CHAPTER 12
I S THE PERFORMANCE OVER, MY lord?” Anna snapped.
She didn’t wait for a reply or bother to glance over her shoulder to see if he followed as she crunched off down the wide gravel road to the great house. Julian caught up to her in a moment, though she was walking at such a pace, hands swinging furiously by her sides, that he would have been left to trail after her like a schoolboy if his stride wasn’t twice the length of hers.
“What’s this astonishing display?” he said to the top of her head. She didn’t look up, but he could see that her features were set and the line of her jaw was sharp as a knife. Anger propelled her along so quickly that the trees lining the path flashed past them in a tangle of gray.

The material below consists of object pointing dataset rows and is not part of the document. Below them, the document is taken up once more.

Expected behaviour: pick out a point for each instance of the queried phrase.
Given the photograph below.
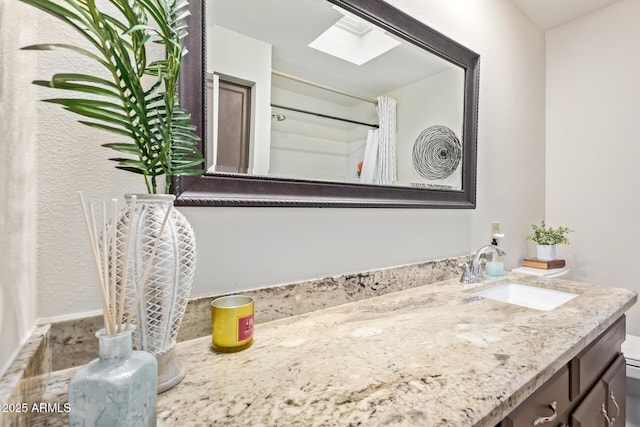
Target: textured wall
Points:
(17, 179)
(593, 147)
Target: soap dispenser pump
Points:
(495, 267)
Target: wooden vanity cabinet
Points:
(605, 403)
(589, 391)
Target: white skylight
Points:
(354, 40)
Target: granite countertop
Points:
(433, 355)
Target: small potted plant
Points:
(547, 238)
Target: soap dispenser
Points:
(495, 266)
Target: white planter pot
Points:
(546, 252)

“What display did you look for, my lord? You’ll have to inform me, as I’m much too busy plotting your death. You humiliated me beyond belief!”
Julian felt his cheeks go dark. “Humiliated you? I rather think a thank-you is in order.”
Her skirts flared as she whirled on him, the spread wings of a hawk swooping down on its prey. “I’m to thank you for what you did?”
“If you had any manners, you might,” he retorted.
“What do you know of manners? You took it upon yourself to lecture one of my men . You thought nothing of undermining my authority in my own stables!”
“I saw no authority in evidence. And where the devil was your stablemaster? I’m astonished he left you to handle the grooms.”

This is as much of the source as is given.